Move on? Word on the Street is that J.P. Morgan’s exposure is so large that it can’t dump these bad bets without affecting the market and losing even more money. And given its mammoth size and interlinked connections with every other financial institution, anything that shakes J.P. Morgan is likely to rock the rest of the Street.
Ever since the start of the banking crisis in 2008, Dimon has been arguing that more government regulation of Wall Street is unnecessary. Last year he vehemently and loudly opposed the so-called Volcker rule, itself a watered-down version of the old Glass-Steagall Act that used to separate commercial from investment banking before it was repealed in 1999, saying it would unnecessarily impinge on derivative trading (the lucrative practice of making bets on bets) and hedging (using some bets to offset the risks of other bets).
Dimon argued that the financial system could be trusted; that the near-meltdown of 2008 was a perfect storm that would never happen again.
Since then, J.P. Morgan’s lobbyists and lawyers have done everything in their power to eviscerate the Volcker rule – creating exceptions, exemptions, and loopholes that effectively allow any big bank to go on doing most of the derivative trading it was doing before the near-meltdown.
And now – only a few years after the banking crisis that forced American taxpayers to bail out the Street, caused home values to plunge by more than 30 percent, pushed millions of homeowners underwater, threatened or diminished the savings of millions more, and sent the entire American economy hurtling into the worst downturn since the Great Depression – J.P. Morgan Chase recapitulates the whole debacle with the same kind of errors, sloppiness, bad judgment, and poorly-executed and excessively risky trades that caused the crisis in the first place.
In light of all this, Jamie Dimon’s promise that J.P. Morgan will “fix it and move on” is not reassuring.
The losses here had been mounting for at least six weeks, according to Morgan. Where was the new transparency that’s supposed to allow regulators to catch these things before they get out of hand?

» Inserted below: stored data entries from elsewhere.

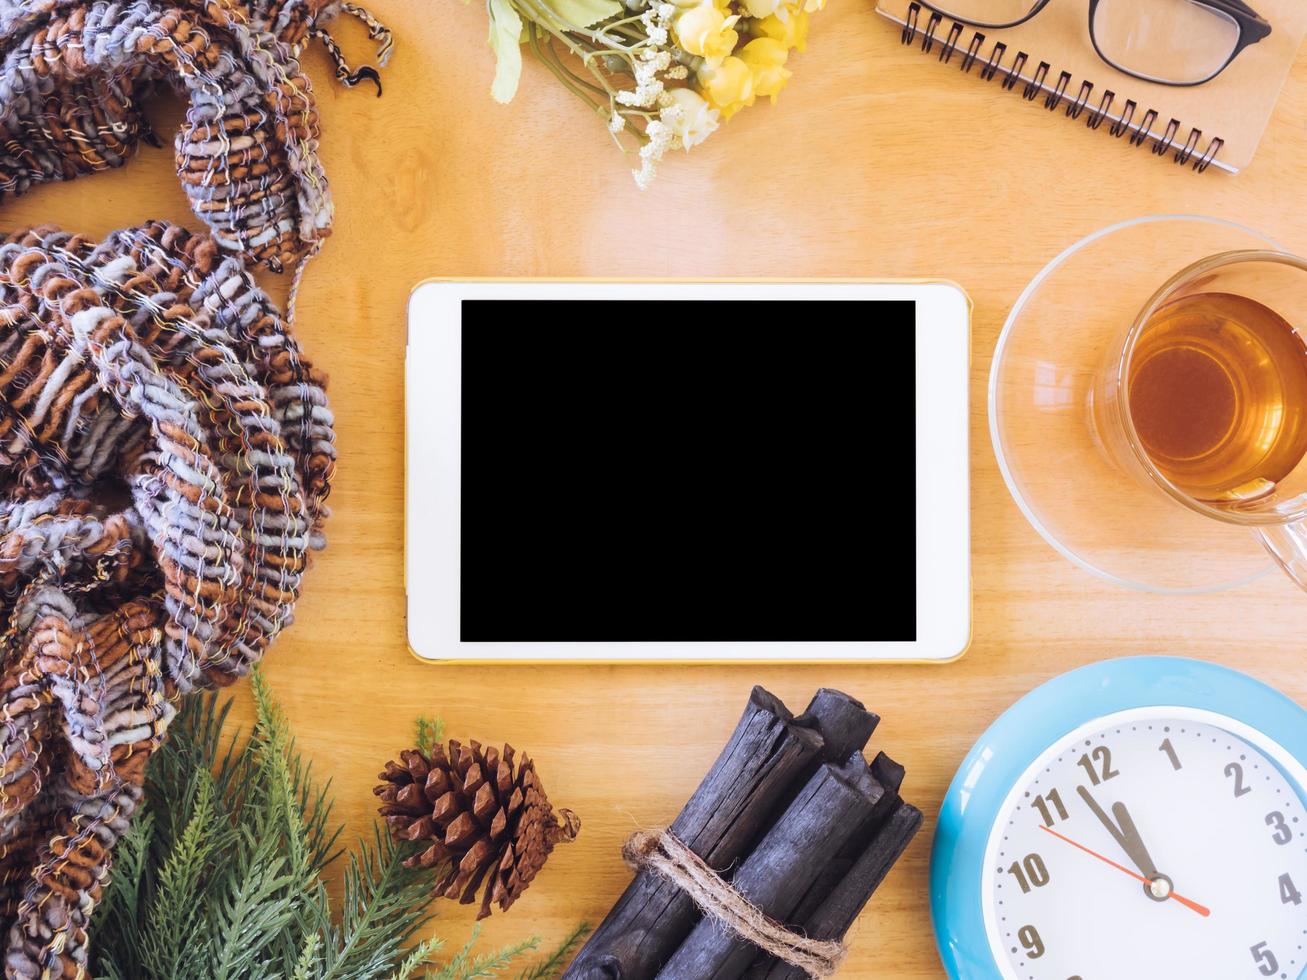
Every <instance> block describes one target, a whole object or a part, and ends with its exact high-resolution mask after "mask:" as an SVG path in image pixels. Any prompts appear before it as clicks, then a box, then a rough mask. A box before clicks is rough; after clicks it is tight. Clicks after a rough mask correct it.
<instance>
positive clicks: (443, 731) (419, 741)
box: [417, 715, 444, 757]
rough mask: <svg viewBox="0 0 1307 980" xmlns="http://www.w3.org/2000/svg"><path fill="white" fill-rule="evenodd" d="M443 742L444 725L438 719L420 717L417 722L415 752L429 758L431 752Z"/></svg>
mask: <svg viewBox="0 0 1307 980" xmlns="http://www.w3.org/2000/svg"><path fill="white" fill-rule="evenodd" d="M443 741H444V723H443V721H442V720H440V719H438V717H437V719H431V717H426V716H425V715H422V716H420V717H418V720H417V750H418V751H420V753H422V754H423V755H427V757H430V755H431V750H433V749H434V747H435V746H438V745H439V743H440V742H443Z"/></svg>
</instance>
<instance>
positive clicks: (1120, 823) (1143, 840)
mask: <svg viewBox="0 0 1307 980" xmlns="http://www.w3.org/2000/svg"><path fill="white" fill-rule="evenodd" d="M1076 789H1077V791H1078V792H1080V796H1081V798H1082V800H1084V801H1085V805H1086V806H1089V809H1090V810H1093V811H1094V815H1095V817H1098V821H1099V823H1102V825H1103V826H1104V827H1107V832H1108V834H1111V835H1112V839H1114V840H1115V841H1116V843H1117V844H1120V845H1121V851H1124V852H1125V853H1127V856H1128V857H1129V858H1131V860H1132V861H1133V862H1134V866H1136V868H1138V869H1140V873H1141V874H1142V875H1144V877H1145V878H1146V879H1148V881H1154V879H1155V878H1159V877H1162V875H1161V872H1158V870H1157V865H1155V864H1153V857H1151V856H1150V855H1149V852H1148V848H1146V847H1144V839H1142V838H1141V836H1140V832H1138V827H1136V826H1134V821H1133V819H1132V818H1131V811H1129V810H1127V809H1125V804H1116V805H1115V806H1112V813H1114V814H1115V815H1116V821H1114V819H1112V818H1111V817H1108V815H1107V814H1106V813H1104V811H1103V808H1102V806H1099V805H1098V801H1097V800H1094V797H1093V794H1091V793H1090V792H1089V791H1087V789H1086V788H1085V787H1076Z"/></svg>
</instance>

Several weeks ago there were rumors about a London-based Morgan trader making huge high-stakes bets, causing excessive volatility in derivatives markets. When asked about it then, Dimon called it “a complete tempest in a teapot.” Using the same argument he has used to fend off regulation of derivatives, he told investors that “every bank has a major portfolio” and “in those portfolios you make investments that you think are wise to offset your exposures.”
Let’s hope Morgan’s losses don’t turn into another crisis of confidence and they don’t spread to the rest of the financial sector.
But let’s also stop hoping Wall Street will mend itself. What just happened at J.P. Morgan – along with its leader’s cavalier dismissal followed by lame reassurance – reveals how fragile and opaque the banking system continues to be, why Glass-Steagall must be resurrected, and why the Dallas Fed’s recent recommendation that Wall Street’s giant banks be broken up should be heeded.